NYC’s Rat Czar visits Ridgewood to help residents tackle the pesky rodents

rat czar
On an Anti-Rat Day Of Action in Queens, standing at the 71st Avenue Plaza, in Ridgewood, Thursday, Oct. 26, the first-ever Rat Czar of the city, Kathleen Corradi, visited the neighborhood brought along multiple city agencies to help educate the community on how to best combat rats in their neighborhoods.
Photo by Anthony Medina

New York City’s first ever “Rat Czar” visited Ridgewood last week to educate residents and business owners as to how best to combat the troublesome pests.

Kathleen Corradi, who was appointed Rat Czar in April, was joined by representatives of multiple city agencies on Thursday, Oct. 26, who set up an information center at the 71st Avenue Plaza on Myrtle Avenue.

The visit was dubbed the “Anti-Rat Day of Action,” and the center was staffed by representatives of the New York City Department of Sanitation, Parks & Recreation, Health and Mental Hygiene, Small Business Services as well as The Horticultural Society of New York. They turned out to keep residents up to date as to the latest rules pertaining to trash pick-up aimed to prevent an influx of vermin.

Corradi said the goal of the anti-rat days of action involves bringing city agencies together to help speak with local residents regarding their services and solutions to the ongoing rat problem.

“Everyone here today is aligned for the same mission, and there’s so much power in that. And that’s what keeps me excited,” Corradi said. “We can take really dedicated steps to knocking down [rat] populations across the city. Ridgewood included.”

The officials were also joined by Ted Renz, the executive director of the Myrtle Avenue Business District, who echoed the Rat Czar’s sentiments.

“We are here to get rid of rats,” Renz said, who is an advocate for Ridgewood business owners.

Ted Renz, the executive director of the Myrtle Avenue BID, talks about the importance of working with city agencies to rid the streets of rats and the work done to better help businesses in Ridgewood. Photo by Anthony Medina

Renz said that there is an ongoing rodent problem in the neighborhood, although the BID has been able keep rats at bay at the 71st Avenue Plaza and other commercial areas in Ridgewood thanks to funding from the DOT and help from elected officials.

However, many Ridgewood residents who visited the information center did complain about the rodents entering their apartments.

Marilia and Peter Rothman, who have six children, expressed to QNS their outrage over the rat problem at their home on Woodbine Street in Ridgewood.
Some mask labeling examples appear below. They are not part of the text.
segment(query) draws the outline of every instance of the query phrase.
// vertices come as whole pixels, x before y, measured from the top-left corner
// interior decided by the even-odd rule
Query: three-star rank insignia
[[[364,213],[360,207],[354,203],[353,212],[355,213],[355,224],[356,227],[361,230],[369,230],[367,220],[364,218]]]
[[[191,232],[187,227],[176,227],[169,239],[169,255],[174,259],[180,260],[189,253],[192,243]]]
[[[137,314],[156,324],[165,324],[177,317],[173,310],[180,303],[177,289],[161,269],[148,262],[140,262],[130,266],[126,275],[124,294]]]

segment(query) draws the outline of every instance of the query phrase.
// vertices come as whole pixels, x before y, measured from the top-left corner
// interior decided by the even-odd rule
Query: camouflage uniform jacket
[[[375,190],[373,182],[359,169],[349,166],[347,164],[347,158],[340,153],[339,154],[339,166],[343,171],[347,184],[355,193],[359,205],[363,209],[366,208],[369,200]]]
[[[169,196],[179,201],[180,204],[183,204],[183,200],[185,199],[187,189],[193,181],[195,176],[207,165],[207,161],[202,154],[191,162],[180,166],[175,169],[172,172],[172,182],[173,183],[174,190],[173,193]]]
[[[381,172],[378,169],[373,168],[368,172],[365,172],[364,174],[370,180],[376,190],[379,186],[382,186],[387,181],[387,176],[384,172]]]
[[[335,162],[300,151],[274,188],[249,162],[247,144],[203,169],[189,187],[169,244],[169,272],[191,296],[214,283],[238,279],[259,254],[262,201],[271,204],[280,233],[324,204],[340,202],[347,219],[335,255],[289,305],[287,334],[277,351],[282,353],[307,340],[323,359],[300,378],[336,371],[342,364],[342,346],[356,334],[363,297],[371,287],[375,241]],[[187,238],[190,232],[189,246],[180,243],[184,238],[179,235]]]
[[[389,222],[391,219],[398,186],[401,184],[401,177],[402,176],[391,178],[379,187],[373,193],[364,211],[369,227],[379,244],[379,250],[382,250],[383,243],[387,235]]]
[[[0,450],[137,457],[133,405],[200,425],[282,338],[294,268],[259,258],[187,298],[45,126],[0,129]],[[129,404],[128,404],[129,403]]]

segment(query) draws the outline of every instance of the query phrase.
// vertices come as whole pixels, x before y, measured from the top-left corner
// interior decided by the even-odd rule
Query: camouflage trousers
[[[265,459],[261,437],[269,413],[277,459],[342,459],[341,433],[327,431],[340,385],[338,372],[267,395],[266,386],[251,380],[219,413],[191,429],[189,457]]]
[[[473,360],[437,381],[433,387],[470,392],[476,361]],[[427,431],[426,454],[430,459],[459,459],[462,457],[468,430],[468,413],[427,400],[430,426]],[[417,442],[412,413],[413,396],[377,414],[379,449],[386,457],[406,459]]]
After a series of complaints to their landlord, visits from exterminators, and calls to 311, they said there is still no solution in sight.

“It’s ridiculous here, for months we’ve had rats in the apartment, they made a nest in the stove. We can’t use the stove,” said Peter Rothman. “My landlord refuses to do anything about it. She brings a guy in to try to seal holes and he refuses to work because of all the rat poop, which he was supposed to have cleaned up with a HEPA VAC which he never did.”

The Rothmans’ issues with rats extend to other residents who have lived in Ridgewood for generations.

Elaine and Joseph Haufe, who have lived in the neighborhood for more than 70 years, said that the rat problem has only gotten worse, particularly since COVID-19 with the expansion of outdoor dining and closure of some businesses. They also point to ongoing construction work and improper food waste management.

Although grateful for the visit from the Rat Czar and city agencies, the Haufes said much more needs to be done about the rodents.

“You can tell the residents to properly take care of the garbage, get after the restaurants to take care of their food waste, but what [is the city] doing?” Elaine Haufe asked, noting that the rats need to be killed.

“What are you doing to exterminate the problem? That was my biggest frustration. I don’t mind being part of this, but you’ve got to kill them. The only way you’re going to do this.”

Kathleen Corradi, the first-ever Rat Czar of the city, speaks directly to attendees at the Anti-Rat Day of Action in Queens, on Thursday, Oct. 26. Photo by Anthony Medina

Looking ahead, Corradi told QNS that the city’s new “Dining Out NYC” program, which will regulate outdoor dining and is scheduled to take effect in spring 2024, and new rules requiring food businesses to throw out garbage in bins beginning in March 2024, will help reduce the rat problem across the city.